During her stay in Ireland, the Queen did all the right things, even giving a greeting in Gaelic, a language her forebears had tried to eradicate from the country. With Ireland’s President McAleese, at the Garden of Remembrance she honored the those citizens who had died in the Anglo-Irish War and at the Irish War Memorial Garden in Island Bridge the 49400 Irish soldiers who had perished in the Great War serving in the British military. In a tribute to Celtic scholarship at Trinity College, she inspected the Book of Kells, an illuminated Gospel book composed in Latin by Irish monks in 800 A.D.
In her speech at Dublin Castle, the Queen touched on the suffering of both countries: “These events [of their shared history] have touched us all, many of us personally, and are a painful legacy. We can never forget those who have died or been injured and their families. To all those who have suffered as a consequence of our troubled past
I extend my sincere thoughts and deep sympathy. With the benefit of historical hindsight troubled we can see things we would wish had been differently or not at all.. But is also true that no one who looked to the future over the past centuries could have imagined the strength of the bonds that are now in place between the governments and people of our two nations. the spirit of partnership that we enjoy, and the lasting rapport between us. No-one here this evening could doubt that heartfelt desire of our two nations.”
The Queen also touched on the Good Friday agreement in Belfast “as a basis for reconciliation between our peoples and communities.” We can only pray that that peace will hold.
For me as a “narrowback,” a term of mild derision for the first generation of Irish immigrants, I was thrilled by the Queen’s visit and speech. My father and uncles fled to America as want ed members of the IRA. My mother and aunts came here to find work in Chicago. All succeeded.

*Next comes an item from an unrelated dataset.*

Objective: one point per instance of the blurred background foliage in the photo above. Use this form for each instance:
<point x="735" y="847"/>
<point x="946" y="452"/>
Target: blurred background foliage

Because of the world-wide financial crisis, our two countries now face a new crisis: the economy. After all those years of famine, the “coffin-ships, the Anglo-Irish war, the Civil War, the Queen is correct. We must create a world for our grandchildren. After Elizabeth’s visit, no more should the Irish say as they did on Queen Victoria’s trip in 1849, “Arise ye dead of Skibbereen, and come to Cork to see the Queen.”